В Пензе и она, и Ирина, и Вера встречали его на вокзале, потом все вместе поехали к ней, и дома Сергей еще до всяких разговоров сказал, что съездил удачно, привез много интересного и через месяц уезжает снова, на этот раз на Урал и в Сибирь. Приехал Сергей в субботу, а на следующий день утром они уже начали перепечатывать и править то, что он собрал. Работа была большая и из-за его плохого почерка шла медленно, все-таки он надеялся, что они успеют закончить до его отъезда.

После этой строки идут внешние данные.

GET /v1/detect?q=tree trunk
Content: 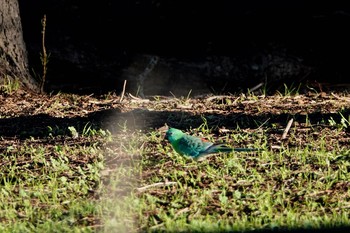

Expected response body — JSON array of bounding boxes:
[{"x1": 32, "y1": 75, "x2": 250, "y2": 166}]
[{"x1": 0, "y1": 0, "x2": 39, "y2": 92}]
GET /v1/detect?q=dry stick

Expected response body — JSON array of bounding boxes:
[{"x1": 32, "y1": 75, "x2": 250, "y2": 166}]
[
  {"x1": 281, "y1": 118, "x2": 293, "y2": 139},
  {"x1": 136, "y1": 182, "x2": 177, "y2": 192},
  {"x1": 40, "y1": 15, "x2": 48, "y2": 93},
  {"x1": 119, "y1": 79, "x2": 126, "y2": 103}
]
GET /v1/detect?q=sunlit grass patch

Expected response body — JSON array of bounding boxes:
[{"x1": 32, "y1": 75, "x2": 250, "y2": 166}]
[{"x1": 138, "y1": 124, "x2": 350, "y2": 232}]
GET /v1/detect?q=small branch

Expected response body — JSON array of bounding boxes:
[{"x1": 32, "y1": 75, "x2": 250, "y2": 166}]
[
  {"x1": 136, "y1": 182, "x2": 177, "y2": 192},
  {"x1": 40, "y1": 15, "x2": 48, "y2": 93},
  {"x1": 137, "y1": 56, "x2": 159, "y2": 98},
  {"x1": 249, "y1": 83, "x2": 264, "y2": 92},
  {"x1": 119, "y1": 80, "x2": 126, "y2": 103},
  {"x1": 281, "y1": 118, "x2": 293, "y2": 139}
]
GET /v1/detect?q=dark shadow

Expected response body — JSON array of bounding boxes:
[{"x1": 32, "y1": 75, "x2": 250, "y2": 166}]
[{"x1": 0, "y1": 109, "x2": 350, "y2": 139}]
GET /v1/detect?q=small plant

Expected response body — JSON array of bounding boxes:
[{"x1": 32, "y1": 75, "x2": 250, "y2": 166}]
[
  {"x1": 0, "y1": 75, "x2": 20, "y2": 94},
  {"x1": 277, "y1": 83, "x2": 301, "y2": 97}
]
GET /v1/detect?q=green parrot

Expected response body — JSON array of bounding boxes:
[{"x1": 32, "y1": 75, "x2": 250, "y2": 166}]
[{"x1": 165, "y1": 128, "x2": 257, "y2": 160}]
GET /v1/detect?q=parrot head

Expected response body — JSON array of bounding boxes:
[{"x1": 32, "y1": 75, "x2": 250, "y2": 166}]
[{"x1": 165, "y1": 128, "x2": 184, "y2": 143}]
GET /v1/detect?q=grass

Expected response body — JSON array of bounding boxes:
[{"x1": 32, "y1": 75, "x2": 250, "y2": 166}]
[
  {"x1": 135, "y1": 126, "x2": 350, "y2": 232},
  {"x1": 0, "y1": 88, "x2": 350, "y2": 232}
]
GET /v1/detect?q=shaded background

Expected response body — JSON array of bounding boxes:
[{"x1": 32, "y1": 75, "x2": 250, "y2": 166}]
[{"x1": 19, "y1": 0, "x2": 350, "y2": 94}]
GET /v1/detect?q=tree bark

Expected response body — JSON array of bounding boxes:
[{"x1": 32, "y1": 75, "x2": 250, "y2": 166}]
[{"x1": 0, "y1": 0, "x2": 39, "y2": 92}]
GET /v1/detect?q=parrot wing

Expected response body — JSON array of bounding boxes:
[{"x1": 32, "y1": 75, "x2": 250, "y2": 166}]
[{"x1": 177, "y1": 135, "x2": 213, "y2": 158}]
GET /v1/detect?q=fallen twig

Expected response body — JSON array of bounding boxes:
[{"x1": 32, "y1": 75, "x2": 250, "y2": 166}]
[
  {"x1": 119, "y1": 80, "x2": 126, "y2": 103},
  {"x1": 136, "y1": 181, "x2": 177, "y2": 192}
]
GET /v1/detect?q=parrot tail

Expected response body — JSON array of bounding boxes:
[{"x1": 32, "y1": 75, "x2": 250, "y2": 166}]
[{"x1": 205, "y1": 144, "x2": 258, "y2": 154}]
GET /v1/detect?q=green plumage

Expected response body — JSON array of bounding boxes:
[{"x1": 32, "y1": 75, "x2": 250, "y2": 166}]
[{"x1": 165, "y1": 128, "x2": 256, "y2": 159}]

Недели через две, кажется тоже в субботу, когда первые пять тетрадей были уже перепечатаны, пришла девочка, разносившая на их улице почту, спросила, здесь ли живет Сергей Федорович Крейцвальд, и, когда Сергей вышел, передала ему повестку местной Пензенской прокуратуры. Она была датирована двенадцатым марта, а явиться он должен был шестнадцатого. Он прочитал ее и тут же ушел в свою комнату. Через час он вышел и сказал, что Вера должна немедленно идти домой и собрать в чемодан все материалы об эсерах, пускай будет очень осторожна, если заметит что-нибудь подозрительное, сразу возвращается. То же самое он попросил сделать и Александру. Через полчаса он взял чемодан и уехал, заходил к Вере, забрал чемодан и у нее, после чего предупредил, чтобы его не ждали.